SINGAPORE - Chicago soybean futures rose for a fifth straight session on Monday to their highest in almost two weeks after China last week said it will waive import tariffs for some U.S. soybean and pork shipments.

Wheat lost ground after closing marginally higher, while corn ticked up.

The most-active soybean contract on the Chicago Board Of Trade rose 0.3% to $8.92-1/2 a bushel by 0347 GMT, having earlier in the session climbed to its highest since Nov. 26 high at $8.94-1/4 a bushel.

Wheat Wv1 was down 0.2% at $5.23-1/4 a bushel, while corn added 0.1% at $3.77 a bushel.

"The market is being helped by China granting further tariff waivers on imports of U.S. soybeans," said Tobin Gorey, director of agricultural strategy at Commonwealth Bank of Australia.

"The better tone on U.S.-China trade sentiment also helped – but only so much."

The tariff waivers by China were based on applications by individual companies, the finance ministry said in a statement, citing a decision by the country's Cabinet without specifying the quantities involved.

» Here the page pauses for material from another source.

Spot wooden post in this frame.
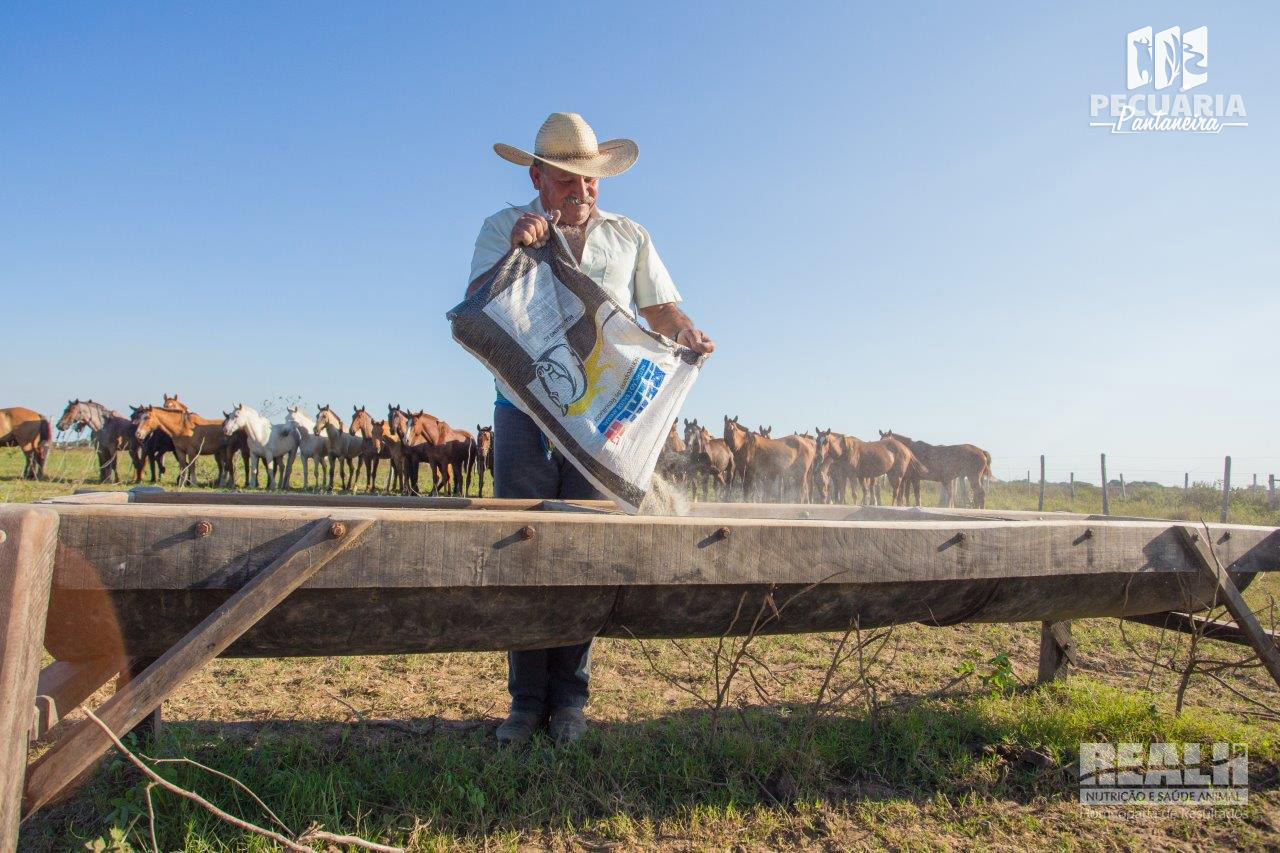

U.S. traders and farmers hope negotiations will ease the trade war and increase Chinese purchases of American agricultural products. The tariff waivers are "good mood music," White House economic adviser Larry Kudlow said.

China's November soybean imports jumped from a year ago as shipments from the United States booked during a truce in the Sino-U.S. trade war cleared customs, customs data showed. 

China imported 8.28 million tonnes of soybeans in November, up 54% from 5.38 million tonnes a year ago, as U.S. soybean cargoes arrived, data from the General Administration of Customs showed on Sunday.

Canadian farmers produced the smallest canola crop in four years, less than expected, after unusually wet autumn weather that left millions of acres unharvested, a government report showed on Friday.

Farmers produced 18.6 million tonnes of canola, down 8% from last year, Statistics Canada reported, and 1 million tonnes less than the average trade guess before the report. Canada is the world's biggest producer and exporter of canola.

Large speculators trimmed their net short position in CBOT corn futures in the week to Dec. 3, regulatory data released on Friday showed.

The Commodity Futures Trading Commission's weekly commitments of traders report also showed that non-commercial traders, a category that includes hedge funds, trimmed their net short position in CBOT wheat and increased their net short position in soybeans.